Today, I’m choosing to speak out about my experience to add to the words of Constable Karen Shenton-Stone, who yesterday called for a community-wide conversation about infertility.

The Constable, who suffered with infertility herself, wants to break down the barriers and reduce stigmas, and she has raised some major concerns about the future of the Assisted Reproduction Unit which helps people like me and hundreds of others each year in Jersey.

It is a particularly poignant message, not only because of her personal experience of infertility but because she campaigned and fundraised to get the ARU set up in the first place, back in the 1990s.

I’m hoping that by talking about my own experience I can add to that conversation, and perhaps inspire others to better understand this important, yet rarely talked about in public, condition. Some may feel they want to share their own experience too.

Last year dozens of babies – 5.2% of the 880 born in the Island – were born following treatment with ARU. Without that unit Jersey’s birth rate would have fallen even more than it already did.

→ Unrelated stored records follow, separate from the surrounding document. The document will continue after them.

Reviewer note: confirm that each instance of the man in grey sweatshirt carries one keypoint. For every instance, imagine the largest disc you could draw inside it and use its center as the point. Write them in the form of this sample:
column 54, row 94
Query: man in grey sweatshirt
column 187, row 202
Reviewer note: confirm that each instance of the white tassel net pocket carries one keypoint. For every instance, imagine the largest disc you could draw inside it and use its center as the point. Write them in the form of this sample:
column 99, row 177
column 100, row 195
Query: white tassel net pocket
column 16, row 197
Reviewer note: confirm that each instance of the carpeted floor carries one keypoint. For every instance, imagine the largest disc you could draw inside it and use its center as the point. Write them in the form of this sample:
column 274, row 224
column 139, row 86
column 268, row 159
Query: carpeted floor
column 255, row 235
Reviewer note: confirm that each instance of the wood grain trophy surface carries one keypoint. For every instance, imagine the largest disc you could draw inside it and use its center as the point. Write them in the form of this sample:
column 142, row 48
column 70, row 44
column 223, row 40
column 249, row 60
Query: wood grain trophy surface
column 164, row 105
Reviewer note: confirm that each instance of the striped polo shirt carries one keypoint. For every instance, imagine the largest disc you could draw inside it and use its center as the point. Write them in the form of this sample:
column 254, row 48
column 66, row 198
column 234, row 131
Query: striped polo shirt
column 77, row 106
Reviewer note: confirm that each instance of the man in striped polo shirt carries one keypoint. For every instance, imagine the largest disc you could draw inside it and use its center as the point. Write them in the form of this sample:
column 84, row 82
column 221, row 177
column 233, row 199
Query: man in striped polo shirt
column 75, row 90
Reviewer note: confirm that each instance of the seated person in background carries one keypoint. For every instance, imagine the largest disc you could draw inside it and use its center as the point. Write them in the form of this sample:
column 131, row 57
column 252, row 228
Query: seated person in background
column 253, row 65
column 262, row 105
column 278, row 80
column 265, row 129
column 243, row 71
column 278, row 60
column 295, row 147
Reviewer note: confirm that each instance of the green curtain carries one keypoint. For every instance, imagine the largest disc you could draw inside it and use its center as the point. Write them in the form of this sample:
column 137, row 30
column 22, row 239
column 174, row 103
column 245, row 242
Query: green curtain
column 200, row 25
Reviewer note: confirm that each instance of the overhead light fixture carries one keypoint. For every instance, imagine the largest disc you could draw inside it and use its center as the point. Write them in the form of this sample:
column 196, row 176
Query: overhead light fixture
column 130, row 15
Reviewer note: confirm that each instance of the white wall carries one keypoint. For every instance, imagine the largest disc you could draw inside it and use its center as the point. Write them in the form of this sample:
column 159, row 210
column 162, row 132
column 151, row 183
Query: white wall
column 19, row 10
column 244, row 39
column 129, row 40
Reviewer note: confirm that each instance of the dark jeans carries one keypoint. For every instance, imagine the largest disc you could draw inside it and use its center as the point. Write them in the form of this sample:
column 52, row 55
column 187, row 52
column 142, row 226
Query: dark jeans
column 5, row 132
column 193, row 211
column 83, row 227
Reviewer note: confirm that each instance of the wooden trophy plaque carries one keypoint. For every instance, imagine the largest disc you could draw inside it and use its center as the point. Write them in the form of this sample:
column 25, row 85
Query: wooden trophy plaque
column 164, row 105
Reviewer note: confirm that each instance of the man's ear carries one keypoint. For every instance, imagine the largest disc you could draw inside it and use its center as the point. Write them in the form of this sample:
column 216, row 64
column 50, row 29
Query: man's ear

But also without it, there would have been increased levels of mental-health problems among the couples or individuals – the World Health Organisation says that single people have a right to have a child too – who are affected.

Because infertility is brutal. It’s relentless. Treatment for it is intense, time-consuming and takes over your life. If you get as far as IVF, the process can only be carried out in part locally and trips away, often with only a day or two’s notice, will be required. Part of the process requires a general anaesthetic. And it takes a toll on both partners.

It’s also crushing when it doesn’t work, or when it does but you suffer a miscarriage. I’m not sure what feels worse, knowing it can work but still not getting a baby at the end of it or your body failing altogether to do what it is designed to do even with the help of some of the most magical science on the planet.

And, as I have said before, it can be expensive – too expensive for some. IVF cycles cost thousands of pounds a time and there’s the travel and accommodation on top of that.

In Jersey, only couples with a joint income of less then £34,000 get help with the cost from government, although the rest do get their drugs paid for if they are under the age of 40.

Really worryingly, though, infertility can have a severe impact on men and women’s mental health, self-esteem, relationships, even careers.

I have known women unable to attend family parties for fear of having someone ask them when they are going to be ‘popping out a kid’.

I have known women give up their jobs because of the toll of infertility treatment and the relentless appointments, scans and trips to London.

I have known couples persevere for round after round after round after round of gruelling and expensive IVF. Some have been successful, some haven’t.

I have known gay couples have children thanks to ARU. I have known straight couples have children thanks to ARU. And I know that there are some who, heartbreakingly, haven’t been able to have any at all even with treatment.

There are couples due to start treatment this month, there are those on the verge of calling it quits, there are those just entering the ARU system, and there are IVF babies growing in their mother’s tummies as we speak.

There is much I could say about the processes, impacts, what we could and should be doing better on.

And, perhaps if this community conversation kicks off as I hope it does, I will return to some of these areas in due course.

But let me start by saying I’m an ARU patient and I am not ashamed of it. And others shouldn’t be either. Whether they choose to say that publicly or not is entirely up to them.

None of us, however, should feel at the mercy of the powers-that-be at Health who make the decisions on what services we can access, when and how.

We have the right to treatment and, if it comes to it as this service is redesigned, we will stand up for that right.